After making these changes, the relevant section of the file should look like the one shown here.

...
<dependencies>
    <dependency>
        <groupId>com.oracle.weblogic</groupId>
        <artifactId>weblogic-server-pom</artifactId>
        <version>[12.2.1,12.2.2)</version>
        <type>pom</type>
    </dependency>
    <dependency>
        <groupId>com.oracle.weblogic</groupId>
        <artifactId>com.bea.core.xml.xmlbeans</artifactId>
        <version>[12.2.1,12.2.2)</version>
    </dependency>
    <dependency>
        <groupId>com.oracle.osb.common</groupId>
        <artifactId>oracle.servicebus.common</artifactId>
        <version>[12.2.1,12.2.2)</version>
    </dependency>
    ...

Fixing the com.oracle.servicebus:sbar-project-common Parent POM

The next change we need to make is to edit the com.oracle.servicebus:sbar-project-common POM.  This POM can be found at ${ORACLE_HOME}/osb/plugins/maven/com/oracle/servicebus/sbar-project-common/12.2.1/sbar-project-common-12.2.1.pom.  Open this file in a text editor and make the following change.

  1. Change the <parent> section’s <version> element value from “12.1.4-0-0” to “12.2.1-0-0” (without the double quotes).

After making these changes, the relevant section of the file should look like the one shown here.

... 
<parent>
    <groupId>com.oracle.maven</groupId>
    <artifactId>oracle-common</artifactId>
    <version>12.2.1-0-0</version>
</parent>
...

Fixing the com.oracle.servicebus:sbar-system-common Parent POM

The last change we need to make is to edit the com.oracle.servicebus:sbar-system-common POM.  This POM can be found at ${ORACLE_HOME}/osb/plugins/maven/com/oracle/servicebus/sbar-system-common/12.2.1/sbar-system-common-12.2.1.pom.  Open this file in a text editor and make the following change.

  1. Change the <parent> section’s <version> element value from “12.1.4-0-0” to “12.2.1-0-0” (without the double quotes).

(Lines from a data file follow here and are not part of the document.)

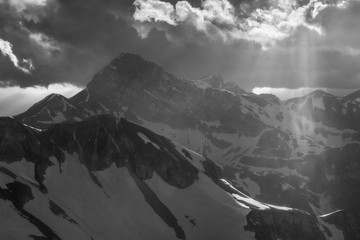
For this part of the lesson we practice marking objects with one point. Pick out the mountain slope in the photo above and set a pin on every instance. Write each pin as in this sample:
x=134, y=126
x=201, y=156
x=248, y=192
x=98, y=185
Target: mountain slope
x=292, y=153
x=52, y=109
x=136, y=184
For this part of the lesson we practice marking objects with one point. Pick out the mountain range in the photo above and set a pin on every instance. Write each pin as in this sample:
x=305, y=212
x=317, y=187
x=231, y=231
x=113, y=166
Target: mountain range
x=142, y=154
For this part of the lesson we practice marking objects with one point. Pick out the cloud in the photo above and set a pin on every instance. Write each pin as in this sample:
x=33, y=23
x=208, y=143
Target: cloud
x=15, y=100
x=220, y=19
x=21, y=5
x=24, y=65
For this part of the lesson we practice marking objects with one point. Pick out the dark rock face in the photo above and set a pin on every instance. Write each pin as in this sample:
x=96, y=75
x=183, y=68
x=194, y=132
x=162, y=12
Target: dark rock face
x=346, y=222
x=142, y=92
x=273, y=224
x=101, y=141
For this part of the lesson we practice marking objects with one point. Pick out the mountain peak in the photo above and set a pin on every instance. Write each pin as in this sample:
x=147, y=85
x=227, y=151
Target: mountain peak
x=320, y=93
x=130, y=61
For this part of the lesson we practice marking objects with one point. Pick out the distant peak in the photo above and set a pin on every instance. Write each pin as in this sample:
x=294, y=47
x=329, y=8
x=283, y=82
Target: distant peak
x=129, y=62
x=212, y=77
x=320, y=93
x=214, y=81
x=54, y=96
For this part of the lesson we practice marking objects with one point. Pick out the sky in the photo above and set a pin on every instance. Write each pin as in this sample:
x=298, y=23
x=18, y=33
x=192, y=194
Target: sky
x=267, y=46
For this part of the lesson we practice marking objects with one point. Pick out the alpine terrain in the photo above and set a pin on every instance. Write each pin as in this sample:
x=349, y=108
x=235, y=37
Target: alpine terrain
x=142, y=154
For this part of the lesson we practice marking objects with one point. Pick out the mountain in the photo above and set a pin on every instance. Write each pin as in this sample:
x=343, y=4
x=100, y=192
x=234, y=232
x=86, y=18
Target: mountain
x=298, y=154
x=52, y=109
x=107, y=179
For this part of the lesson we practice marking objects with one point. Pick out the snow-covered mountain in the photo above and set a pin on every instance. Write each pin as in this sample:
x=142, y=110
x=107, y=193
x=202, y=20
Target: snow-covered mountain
x=104, y=178
x=301, y=153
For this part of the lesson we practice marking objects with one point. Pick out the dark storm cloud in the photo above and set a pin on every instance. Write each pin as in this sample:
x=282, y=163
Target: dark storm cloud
x=70, y=40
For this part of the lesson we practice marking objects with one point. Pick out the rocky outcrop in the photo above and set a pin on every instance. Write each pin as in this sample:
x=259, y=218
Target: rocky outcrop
x=273, y=224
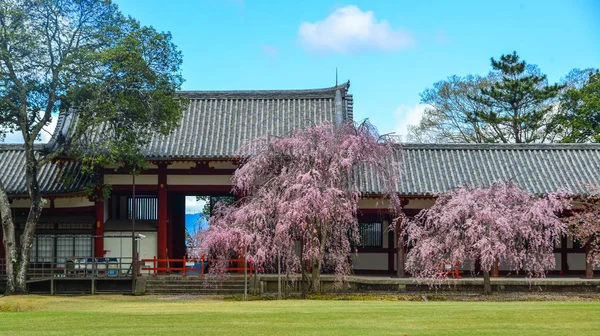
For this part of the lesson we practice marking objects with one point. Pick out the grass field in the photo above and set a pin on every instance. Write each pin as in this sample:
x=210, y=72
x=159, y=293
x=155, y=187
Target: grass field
x=109, y=315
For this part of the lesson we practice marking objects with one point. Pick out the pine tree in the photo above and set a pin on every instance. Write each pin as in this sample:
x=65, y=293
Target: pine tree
x=520, y=102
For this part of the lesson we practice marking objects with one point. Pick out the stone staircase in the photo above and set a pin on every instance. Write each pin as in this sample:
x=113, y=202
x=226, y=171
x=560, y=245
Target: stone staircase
x=177, y=285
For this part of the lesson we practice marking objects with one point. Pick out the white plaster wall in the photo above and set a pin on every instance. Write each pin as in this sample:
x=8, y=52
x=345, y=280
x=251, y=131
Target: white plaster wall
x=72, y=202
x=120, y=179
x=199, y=180
x=121, y=247
x=370, y=261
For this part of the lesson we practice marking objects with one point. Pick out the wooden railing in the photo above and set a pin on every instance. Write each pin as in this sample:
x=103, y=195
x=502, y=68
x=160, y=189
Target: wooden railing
x=158, y=265
x=42, y=268
x=449, y=269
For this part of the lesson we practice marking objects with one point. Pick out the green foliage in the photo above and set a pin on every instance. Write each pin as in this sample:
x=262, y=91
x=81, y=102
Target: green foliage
x=519, y=101
x=579, y=119
x=513, y=103
x=82, y=59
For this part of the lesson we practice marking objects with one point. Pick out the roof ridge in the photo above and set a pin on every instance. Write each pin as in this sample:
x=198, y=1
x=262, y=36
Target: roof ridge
x=502, y=146
x=19, y=146
x=305, y=93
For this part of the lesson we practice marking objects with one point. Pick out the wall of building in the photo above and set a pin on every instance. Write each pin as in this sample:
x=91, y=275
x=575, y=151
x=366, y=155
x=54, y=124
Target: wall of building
x=120, y=246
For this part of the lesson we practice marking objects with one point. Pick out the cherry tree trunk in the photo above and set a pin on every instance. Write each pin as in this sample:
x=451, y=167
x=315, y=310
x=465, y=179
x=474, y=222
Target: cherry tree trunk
x=487, y=284
x=35, y=210
x=316, y=276
x=8, y=237
x=495, y=269
x=589, y=265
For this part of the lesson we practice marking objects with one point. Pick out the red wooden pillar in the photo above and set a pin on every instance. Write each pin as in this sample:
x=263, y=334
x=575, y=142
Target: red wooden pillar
x=589, y=266
x=170, y=227
x=495, y=269
x=99, y=230
x=162, y=214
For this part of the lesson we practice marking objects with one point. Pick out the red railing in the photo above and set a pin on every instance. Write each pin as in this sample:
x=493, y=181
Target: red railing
x=158, y=265
x=447, y=268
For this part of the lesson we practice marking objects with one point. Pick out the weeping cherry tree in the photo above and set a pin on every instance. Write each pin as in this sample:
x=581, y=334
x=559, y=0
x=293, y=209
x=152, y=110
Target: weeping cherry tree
x=300, y=192
x=502, y=223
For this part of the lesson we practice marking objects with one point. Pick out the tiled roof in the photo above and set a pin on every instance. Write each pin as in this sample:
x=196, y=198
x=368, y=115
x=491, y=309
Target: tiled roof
x=429, y=169
x=216, y=123
x=53, y=179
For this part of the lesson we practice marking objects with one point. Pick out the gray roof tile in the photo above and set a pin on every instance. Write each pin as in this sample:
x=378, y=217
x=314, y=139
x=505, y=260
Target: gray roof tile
x=429, y=169
x=52, y=177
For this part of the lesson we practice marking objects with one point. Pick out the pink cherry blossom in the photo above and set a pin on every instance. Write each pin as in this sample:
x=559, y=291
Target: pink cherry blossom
x=301, y=192
x=502, y=223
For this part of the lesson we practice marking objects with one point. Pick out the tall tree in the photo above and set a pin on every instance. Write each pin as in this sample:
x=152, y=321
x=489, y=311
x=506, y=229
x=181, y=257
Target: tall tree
x=513, y=103
x=520, y=101
x=303, y=188
x=579, y=117
x=452, y=114
x=502, y=223
x=114, y=79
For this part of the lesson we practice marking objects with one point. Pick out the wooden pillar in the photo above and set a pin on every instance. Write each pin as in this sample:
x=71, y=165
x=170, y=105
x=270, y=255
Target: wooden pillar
x=589, y=266
x=564, y=265
x=495, y=269
x=162, y=214
x=400, y=272
x=169, y=226
x=99, y=230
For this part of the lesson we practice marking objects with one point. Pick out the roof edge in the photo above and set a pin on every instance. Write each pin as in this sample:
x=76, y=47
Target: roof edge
x=502, y=146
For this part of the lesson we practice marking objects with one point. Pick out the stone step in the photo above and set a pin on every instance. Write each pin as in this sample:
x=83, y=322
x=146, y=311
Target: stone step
x=193, y=283
x=195, y=287
x=197, y=291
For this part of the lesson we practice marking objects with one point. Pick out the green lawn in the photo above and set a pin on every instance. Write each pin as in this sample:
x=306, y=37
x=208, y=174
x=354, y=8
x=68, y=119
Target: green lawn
x=104, y=315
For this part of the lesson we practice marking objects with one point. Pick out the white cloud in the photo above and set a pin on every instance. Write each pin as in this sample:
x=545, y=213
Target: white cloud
x=192, y=206
x=45, y=134
x=406, y=115
x=350, y=30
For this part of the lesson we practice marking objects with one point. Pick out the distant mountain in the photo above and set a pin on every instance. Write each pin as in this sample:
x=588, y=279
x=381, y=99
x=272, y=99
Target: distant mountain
x=195, y=221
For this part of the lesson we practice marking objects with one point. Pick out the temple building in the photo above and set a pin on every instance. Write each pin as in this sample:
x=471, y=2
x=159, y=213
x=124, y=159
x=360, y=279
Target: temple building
x=199, y=157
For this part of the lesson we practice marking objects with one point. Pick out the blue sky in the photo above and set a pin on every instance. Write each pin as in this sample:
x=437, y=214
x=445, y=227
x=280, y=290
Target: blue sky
x=390, y=50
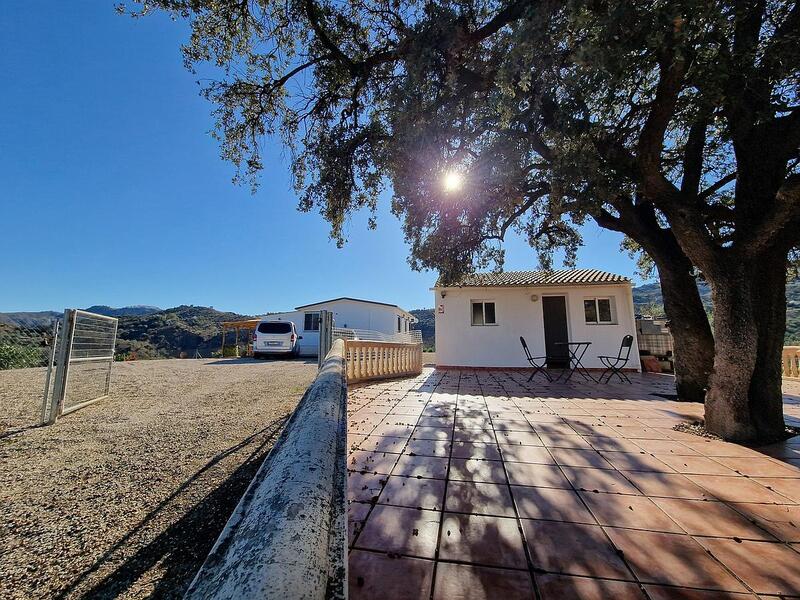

After making these changes, the relevant section of the file should look like the one shown here.

... 
<parent>
    <groupId>com.oracle.maven</groupId>
    <artifactId>oracle-common</artifactId>
    <version>12.2.1-0-0</version>
</parent>
...

Populating the Maven Repository with the Changes

Now that you have made all of the required changes, simply run the com.oracle.maven:oracle-maven-sync plug-in to synchronize your Maven repository with the changed artifacts.  If you are unfamiliar with the Oracle Maven Sync plug-in, please refer to the documentation here.  If you already have the plug-in installed, simply run the command shown below (replacing the “${ORACLE_HOME}” with the actual path to your OSB 12.2.1 installation directory).

mvn com.oracle.maven:oracle-maven-sync:12.2.1-0-0:push -DoracleHome=${ORACLE_HOME}

At this point, the OSB Maven functionality should be restored for the local machine. If you have a Maven Repository Manager, you can use the Oracle Maven Sync plug-in to populate it with the corrected artifacts.